Sam tried to wrestle him to his knees. “Filthy pirate scum.”
He choked out, “From spew spawn like you, Wrack, that’s a compliment.”
“He’s staying a while.” That was Taylor, and it had the effect of distracting Sam long enough that Damon got his arms around Sam’s knees and tipped him over. They both went down tangled with a couple of chairs, and Angus yelling at them to quit it.
He sat on the floor and laughed. It was good to be home. Sam hauled him up and half an hour later he was singing U2’s Beautiful Day just to prove it.
2: Sound of Alone
Georgia pulled the grimy wooden blinds closed and collapsed into the only chair not piled with boxes or other household guff. It would take hours to unpack and get sorted but she didn’t give a hoot that this tiny flat was grubby, messy and missing a connection to functioning electricity.

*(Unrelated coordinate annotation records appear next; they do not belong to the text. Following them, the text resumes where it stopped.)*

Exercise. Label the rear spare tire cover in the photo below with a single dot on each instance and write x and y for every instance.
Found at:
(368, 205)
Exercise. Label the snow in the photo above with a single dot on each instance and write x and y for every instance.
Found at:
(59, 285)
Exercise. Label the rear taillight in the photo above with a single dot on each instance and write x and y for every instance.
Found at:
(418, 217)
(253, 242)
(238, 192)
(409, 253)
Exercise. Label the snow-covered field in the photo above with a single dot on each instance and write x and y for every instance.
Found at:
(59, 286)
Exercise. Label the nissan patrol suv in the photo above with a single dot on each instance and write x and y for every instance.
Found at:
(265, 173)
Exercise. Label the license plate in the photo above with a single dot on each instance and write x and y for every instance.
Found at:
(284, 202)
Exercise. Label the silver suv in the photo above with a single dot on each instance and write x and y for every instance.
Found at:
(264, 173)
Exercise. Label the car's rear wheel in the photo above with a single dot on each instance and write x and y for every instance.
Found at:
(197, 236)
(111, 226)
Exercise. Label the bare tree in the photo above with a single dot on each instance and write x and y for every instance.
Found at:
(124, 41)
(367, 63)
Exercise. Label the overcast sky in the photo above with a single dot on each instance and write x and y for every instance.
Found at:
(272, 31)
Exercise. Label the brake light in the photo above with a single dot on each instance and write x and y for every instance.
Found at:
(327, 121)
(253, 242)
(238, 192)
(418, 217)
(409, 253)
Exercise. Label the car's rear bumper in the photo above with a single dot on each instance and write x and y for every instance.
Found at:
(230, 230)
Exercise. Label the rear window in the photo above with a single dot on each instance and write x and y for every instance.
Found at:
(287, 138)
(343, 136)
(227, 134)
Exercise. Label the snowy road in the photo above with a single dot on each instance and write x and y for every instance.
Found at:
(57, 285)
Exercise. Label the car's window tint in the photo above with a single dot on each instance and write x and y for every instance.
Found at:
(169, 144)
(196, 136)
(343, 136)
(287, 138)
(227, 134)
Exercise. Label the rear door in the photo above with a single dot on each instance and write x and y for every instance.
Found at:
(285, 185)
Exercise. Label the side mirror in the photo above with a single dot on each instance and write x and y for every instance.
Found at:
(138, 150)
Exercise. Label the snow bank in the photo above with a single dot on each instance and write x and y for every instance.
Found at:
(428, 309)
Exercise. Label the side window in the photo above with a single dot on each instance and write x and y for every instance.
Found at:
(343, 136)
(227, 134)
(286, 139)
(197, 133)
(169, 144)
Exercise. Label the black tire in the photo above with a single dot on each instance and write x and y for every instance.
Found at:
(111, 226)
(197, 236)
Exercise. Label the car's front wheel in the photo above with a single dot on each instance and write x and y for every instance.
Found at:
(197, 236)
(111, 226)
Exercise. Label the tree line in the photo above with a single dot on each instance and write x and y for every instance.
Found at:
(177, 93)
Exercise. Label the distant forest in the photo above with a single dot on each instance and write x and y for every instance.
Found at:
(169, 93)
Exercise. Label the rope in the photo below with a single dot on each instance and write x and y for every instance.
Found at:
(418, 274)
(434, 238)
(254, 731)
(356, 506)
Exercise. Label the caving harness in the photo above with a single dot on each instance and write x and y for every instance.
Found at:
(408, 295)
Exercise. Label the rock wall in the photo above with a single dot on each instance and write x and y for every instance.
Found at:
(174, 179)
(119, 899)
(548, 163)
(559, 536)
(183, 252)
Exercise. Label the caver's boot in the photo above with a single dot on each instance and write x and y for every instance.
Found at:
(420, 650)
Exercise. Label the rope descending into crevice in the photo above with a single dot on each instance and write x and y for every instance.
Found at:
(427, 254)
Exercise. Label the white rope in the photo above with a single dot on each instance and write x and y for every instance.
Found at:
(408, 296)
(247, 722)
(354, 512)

It was her private space. If she never unpacked a box, washed a plate, scrubbed soap scum off the shower curtain she’d yet to hang, no one would care. She sprawled in the chair and breathed deeply of dust and musty smells and they were cleansing. This was freedom, this was her new life and it was joyful. She’d start over with her old name, in this new space where no one could make her feel responsible, guilty, frustrated or angry.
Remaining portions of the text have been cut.